Peki, bu bahsettiğimiz kalbî hastalıklar nedir? Şeytanı yoldan çıkartan kibirden tutun; riyâdır, gururdur, hasettir, Allah’tan korkmamaktır. Allâh’ı sevmemektir, sabırsızlıktır, şükürsüzlüktür vs. Yâ’ni bütün bunlar, birer kalbî hastalıktır. Ama dikkat edelim ki bu kalbî hastalıklar kalpte kalan hastalıklar değildir. Bunların hep toplumsal yansımaları vardır. Diyelim ki haset ediyorsunuz. Bu kıskançlık sâdece sizin içinizde kalmaz, insan ilişkilerinize de yansır. Son derece incitici, gösteriş üzerine kurulu, rekâbetçi, başka insanları ezen bir iletişim biçimine girersiniz. Dolayısıyla sûfîler, bunun için bir üstâda bağlanmayı zarûrî görürler. Diğer taraftan psikoterapi de insanın, temelli, sorunlarından kurtulması için terapistin gerekliliğini şart koşar. Bu durumu, psikoterapide normal görüp tasavvufta garipsemek sağlıklı bir tavır değildir.
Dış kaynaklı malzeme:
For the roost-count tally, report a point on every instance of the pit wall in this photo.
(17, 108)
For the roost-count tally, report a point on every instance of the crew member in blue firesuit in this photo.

Nasreddîn Hoca’nın türbesi geliyor aklıma. Mimâr, büyük ermiş Nasreddîn Hoca’nın tam da nüktedanlığına uygun bir türbe yapmış. Türbenin kapısı kilitli; ama dört bir tarafı açık. Şimdi, sen bir kapıya gelmiş olabilirsin. O kapıda çabalasan, uğraşsan kapıyı açamayabilirsin; ama Allâh’ın sana başka açık tuttuğu kapılar var. Biz ne yapıyoruz? ‘İllâ bu kapı, illâ bu hayâl’ diyoruz. Hayâllerimiz bize âittir. İnsanîdir hayâllerimiz. Umut ise Allâh’ın rahmetinden bir parçadır. Hayâllerimiz bize âit olduğu için kırılgandır. Allâh’ın rahmeti umut ise Allâh’ın rahmetinden bir parça olduğu için, sonsuzdur. Dolayısıyla, insanın hayâlleri yerle yeksân olabilir. İnsanların hayâlleri kırılabilir; ama insan Allâh’ın rahmetine, umûda sarılarak başka hayâller peşinde koşabilir. Sözün özü; umut, Allâh’ın rahmetinden bir parçadır ve her dâim insanın gönüldaşı olmalı, diyerek bitirebiliriz.